Hereinafter, an example embodiment of the present invention will be described with reference to the drawings. FIG. 1 is a block diagram showing an example of the configuration of a program control device of the example embodiment of the present invention.

The program control device 100 of this example embodiment is characterized by converting the program into an Intermediate Representation (IR) in which the used memory amount information is retained, and controlling the execution order of the IR based on the used memory amount information.

Common forms of program execution include a form of compiling a program to generate object code and executing the generated object code, or a form of executing instructions one by one in an interpreter method.

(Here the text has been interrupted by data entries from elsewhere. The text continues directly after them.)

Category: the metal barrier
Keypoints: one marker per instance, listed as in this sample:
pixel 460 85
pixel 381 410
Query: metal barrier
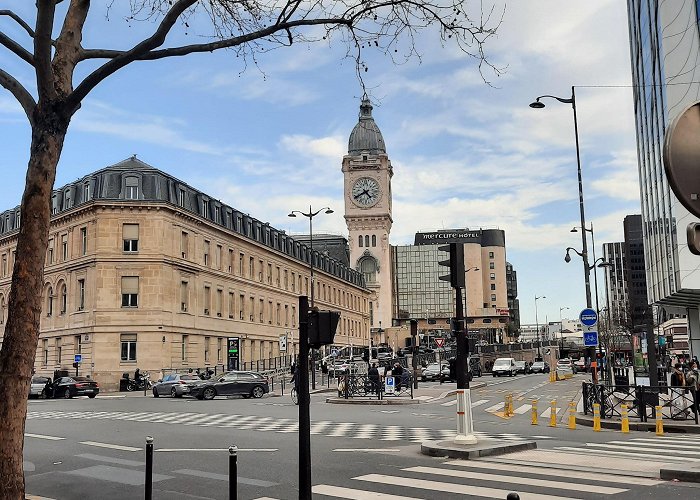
pixel 677 403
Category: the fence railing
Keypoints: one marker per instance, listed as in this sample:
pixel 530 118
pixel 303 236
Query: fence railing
pixel 677 403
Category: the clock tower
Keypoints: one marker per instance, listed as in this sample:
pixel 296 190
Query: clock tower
pixel 367 172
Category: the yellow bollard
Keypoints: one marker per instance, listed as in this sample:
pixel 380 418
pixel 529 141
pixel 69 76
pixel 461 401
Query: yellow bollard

Common forms of program execution also include a form of converting instructions into IRs one by one using the interpreter method, and executing the converted IRs. The program control device 100 of this example embodiment utilizes the method of converting a program into IRs and executing the converted IRs.

FIG. 2 is an explanatory diagram showing an example of a program control processing by the program control device 100 of this example embodiment. In the example shown in FIG. 2, the program control device 100 converts the portion of Program A that performs computations in the area with diagonal lines from the upper left and the portion of Program B that performs computations in the area with diagonal lines from the upper right shown in the center of FIG. 27 into IR with the used memory amount information, respectively.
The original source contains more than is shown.